Apache Airflow – connecting to AWS S3 error

Question:

I’m trying to get S3 hook in Apache Airflow using the Connection object.

It looks like this:

class S3ConnectionHandler:
    def __init__():
        # values are read from configuration class, which loads from env. variables
        self._s3 = Connection(
            conn_type="s3",
            conn_id=config.AWS_CONN_ID,
            login=config.AWS_ACCESS_KEY_ID,
            password=config.AWS_SECRET_ACCESS_KEY,
            extra=json.dumps({"region_name": config.AWS_DEFAULT_REGION}),
        )

    @property
    def s3(self) -> Connection:
        return get_live_connection(self.logger, self._s3)

    @property
    def s3_hook(self) -> S3Hook:
        return self.s3.get_hook()

I get an error:

Broken DAG: [...] Traceback (most recent call last):
  File "/home/airflow/.local/lib/python3.8/site-packages/airflow/models/connection.py", line 282, in get_hook
    return hook_class(**{conn_id_param: self.conn_id})
  File "/home/airflow/.local/lib/python3.8/site-packages/airflow/providers/amazon/aws/hooks/base_aws.py", line 354, in __init__
    raise AirflowException('Either client_type or resource_type must be provided.')
airflow.exceptions.AirflowException: Either client_type or resource_type must be provided.

Why does this happen? From what I understand the S3Hook calls the constructor from the parent class, AwsHook, and passes the client_type as "s3" string. How can I fix this?

I took this configuration for hook from here.

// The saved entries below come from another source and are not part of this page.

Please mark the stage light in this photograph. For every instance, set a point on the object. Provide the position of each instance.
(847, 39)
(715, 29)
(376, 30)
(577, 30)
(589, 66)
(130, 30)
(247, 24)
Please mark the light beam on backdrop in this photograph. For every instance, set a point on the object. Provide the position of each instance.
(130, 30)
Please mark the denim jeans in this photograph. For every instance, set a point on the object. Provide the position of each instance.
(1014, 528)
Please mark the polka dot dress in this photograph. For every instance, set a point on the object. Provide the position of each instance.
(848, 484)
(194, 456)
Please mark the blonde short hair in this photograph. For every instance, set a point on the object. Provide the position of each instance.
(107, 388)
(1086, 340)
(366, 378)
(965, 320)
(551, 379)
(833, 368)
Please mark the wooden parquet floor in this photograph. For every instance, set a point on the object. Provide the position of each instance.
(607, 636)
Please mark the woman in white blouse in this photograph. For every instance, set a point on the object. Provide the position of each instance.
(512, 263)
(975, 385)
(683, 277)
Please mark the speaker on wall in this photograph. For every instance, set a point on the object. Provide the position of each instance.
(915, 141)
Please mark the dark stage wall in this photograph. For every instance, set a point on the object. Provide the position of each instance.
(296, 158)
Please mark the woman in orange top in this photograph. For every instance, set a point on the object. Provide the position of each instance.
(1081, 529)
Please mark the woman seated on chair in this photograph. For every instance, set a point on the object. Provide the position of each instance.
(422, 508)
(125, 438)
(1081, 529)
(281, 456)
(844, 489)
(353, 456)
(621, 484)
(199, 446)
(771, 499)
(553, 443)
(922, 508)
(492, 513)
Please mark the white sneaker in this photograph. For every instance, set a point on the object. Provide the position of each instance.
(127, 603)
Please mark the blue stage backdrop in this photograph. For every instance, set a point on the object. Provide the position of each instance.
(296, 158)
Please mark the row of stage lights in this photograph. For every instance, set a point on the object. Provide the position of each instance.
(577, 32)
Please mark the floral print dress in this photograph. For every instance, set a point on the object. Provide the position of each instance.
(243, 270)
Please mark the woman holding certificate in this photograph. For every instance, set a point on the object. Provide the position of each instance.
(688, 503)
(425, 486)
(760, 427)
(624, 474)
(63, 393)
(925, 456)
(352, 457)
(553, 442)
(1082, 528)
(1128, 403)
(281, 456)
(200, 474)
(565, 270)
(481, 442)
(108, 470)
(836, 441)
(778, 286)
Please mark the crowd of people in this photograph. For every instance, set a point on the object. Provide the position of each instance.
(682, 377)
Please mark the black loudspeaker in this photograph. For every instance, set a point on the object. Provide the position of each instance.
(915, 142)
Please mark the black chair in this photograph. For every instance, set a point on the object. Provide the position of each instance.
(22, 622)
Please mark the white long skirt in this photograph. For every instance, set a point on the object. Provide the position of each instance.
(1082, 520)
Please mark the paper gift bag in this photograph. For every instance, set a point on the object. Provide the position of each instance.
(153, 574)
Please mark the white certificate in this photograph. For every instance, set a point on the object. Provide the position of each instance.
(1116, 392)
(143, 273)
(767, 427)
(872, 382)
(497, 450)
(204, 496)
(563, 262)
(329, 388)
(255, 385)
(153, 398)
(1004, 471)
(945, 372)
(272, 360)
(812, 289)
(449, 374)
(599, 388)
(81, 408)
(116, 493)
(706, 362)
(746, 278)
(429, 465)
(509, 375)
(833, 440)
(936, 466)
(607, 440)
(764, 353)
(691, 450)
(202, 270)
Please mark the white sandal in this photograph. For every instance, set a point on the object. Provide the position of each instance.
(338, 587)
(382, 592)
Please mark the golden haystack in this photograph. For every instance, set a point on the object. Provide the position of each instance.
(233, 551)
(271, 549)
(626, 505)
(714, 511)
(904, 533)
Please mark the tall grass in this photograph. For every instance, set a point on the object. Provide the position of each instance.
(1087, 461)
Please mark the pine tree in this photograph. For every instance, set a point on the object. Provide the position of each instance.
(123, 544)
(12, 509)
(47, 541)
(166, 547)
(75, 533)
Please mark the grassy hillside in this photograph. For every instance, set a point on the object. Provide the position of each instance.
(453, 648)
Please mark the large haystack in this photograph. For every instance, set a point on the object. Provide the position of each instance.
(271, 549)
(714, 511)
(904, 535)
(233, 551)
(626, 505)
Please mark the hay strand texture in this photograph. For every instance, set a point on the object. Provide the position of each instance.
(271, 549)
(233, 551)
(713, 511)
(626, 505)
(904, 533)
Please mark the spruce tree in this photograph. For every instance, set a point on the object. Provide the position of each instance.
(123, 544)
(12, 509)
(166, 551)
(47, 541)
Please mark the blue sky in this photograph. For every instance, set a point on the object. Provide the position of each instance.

EDIT: I even get the same error when directly creating the S3 hook:

    @property
    def s3_hook(self) -> S3Hook:
        #return self.s3.get_hook()
        return S3Hook(
            aws_conn_id=config.AWS_CONN_ID,
            region_name=self.config.AWS_DEFAULT_REGION,
            client_type="s3",
            config={"aws_access_key_id": self.config.AWS_ACCESS_KEY_ID, "aws_secret_access_key": self.config.AWS_SECRET_ACCESS_KEY}
        )
``
Asked By: qalis

||

Answers:

First of all , I suggest that you create a S3 connection , for this you must go the path Admin >> Connections

S3 connection

After that and assuming that you want to load a file into S3 Bucket, you can code :

def load_csv_S3(): 
    
    # Send to S3
    
    hook = S3Hook(aws_conn_id="s3_conn")
    hook.load_file(
        filename='/write_your_path_file/filename.csv',
        key='filename.csv',
        bucket_name="BUCKET_NAME",
        replace=True,
    )

Finally, you can check all the functions of S3Hook HERE

Answered By: Alexbonella

No other answers worked, I couldn’t get around this. I ended up using boto3 library directly, which also gave me more low-level flexibility that Airflow hooks lacked.

Answered By: qalis

If youre using Airflow 2
please refer to the new documentation – it can be kind of tricky as most of the google searches redirect you to the old ones.

In my case I was using the AwsHook and had to switch to AwsBaseHook as it seems to be the only and correct one for version 2. I’ve had to switch the import path as well, now aws stuff isnt on contrib anymore its under providers

And as you can see on the new documentation you can pass either client_type ou resource_type as a AwsBaseHook parameter, depending on the one you want to use. Once you do that your problem should be solved

What has worked for me, in case it helps someone, in my answer to a similar post: https://stackoverflow.com/a/73652781/4187360

Answered By: babis21